Snakes will even be fair game for the little ones. Isaiah says, “The infant will play near the hole of the cobra, and the young child put his hand into the viper’s nest” (Isaiah 11:8). It doesn’t seem realistic, does it? No wonder the much-loved children’s Sabbath school song says, “Heaven is a wonderful place!”
But while we wait for Jesus to return and take us to His beautiful home, we remain wary of the wild—sin remains. We protect our children with passion and ferocity—they are our precious possession, our righteous responsibility. This is the parents’ charge: “Impress them [the commandments] on your children.

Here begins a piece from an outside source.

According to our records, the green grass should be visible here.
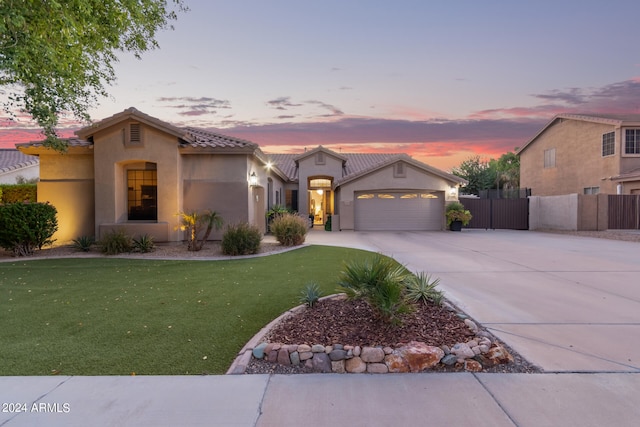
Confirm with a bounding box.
[0,246,371,376]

Talk about them when you sit at home and when you walk along the road, when you lie down and when you get up” (Deuteronomy 6:7). It is our daily plod and plight that reveals both the nature and nurture of God to our children. The example they receive is the God they believe.
And thus it is so hideous that lions, wolves, and snakes abide unabated in our homes and churches. It was such horrors of the wild that caused Jesus to cradle a child close to His heart and say, “If anyone causes one of these little ones who believe in me to sin, it would be better for him to have a large millstone hung around his neck and to be drowned in the depths of the sea” (Matthew 18:6). God is in the business of judgment.

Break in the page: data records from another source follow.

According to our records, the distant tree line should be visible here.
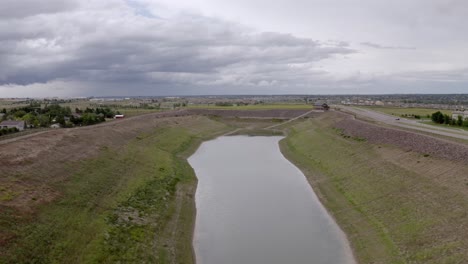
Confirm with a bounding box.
[431,111,468,127]
[2,103,116,129]
[213,102,252,107]
[90,103,161,109]
[399,114,422,119]
[214,102,234,107]
[75,107,116,118]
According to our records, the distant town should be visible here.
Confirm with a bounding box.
[2,93,468,108]
[1,94,468,137]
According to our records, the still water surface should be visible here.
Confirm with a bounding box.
[188,136,354,264]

More so, God is in the business of forgiveness. Paul promised, “I want you to know that through Jesus the forgiveness of sins is proclaimed to you” (Acts 13:38). Jesus lives (and died) to create new hearts. Through the prophet He demonstrated His passion for new-hearted people: “I will give you a new heart and put a new spirit in you; I will remove from you your heart of stone and give you a heart of flesh” (Ezekiel 36:26). If God can make the lion eat straw like an ox, it stands to reason that He can do even greater things with those created in His image.
Perhaps today is the day for you to seek the healing Jesus is offering, or to encourage someone else to do so. Abusing children is not OK. Hiding it doesn’t heal it. Ignoring it damns the offender, devastates the child, and delights the devil.

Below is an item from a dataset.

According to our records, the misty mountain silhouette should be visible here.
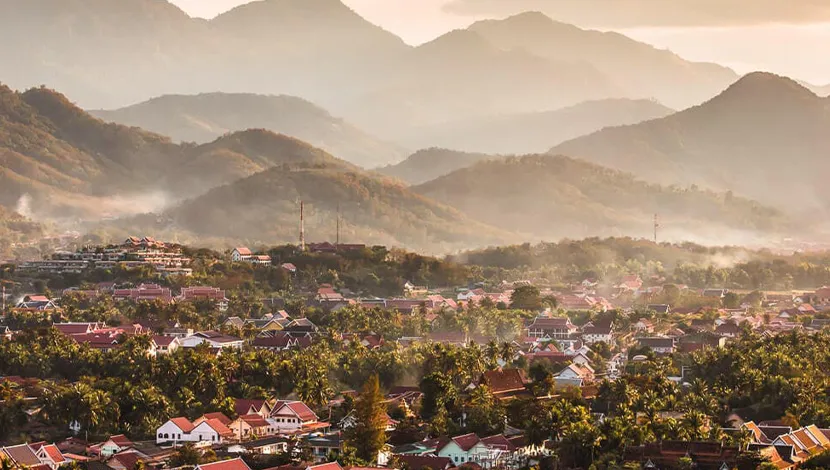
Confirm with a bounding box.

Parents, a day is coming when your children “will be taught by the Lord, and great will be your children’s peace” (Isaiah 54:13). We must do our utmost to protect the children until the trumpet sounds and all people are changed by the brightness of His coming. Then we can be at peace, knowing that our children cannot be harmed.
I am excited about the day my children can walk through the streets of the New Jerusalem pulling a little red wagon. I wonder what peaceful giant will follow them. I can’t wait to watch the animal parade!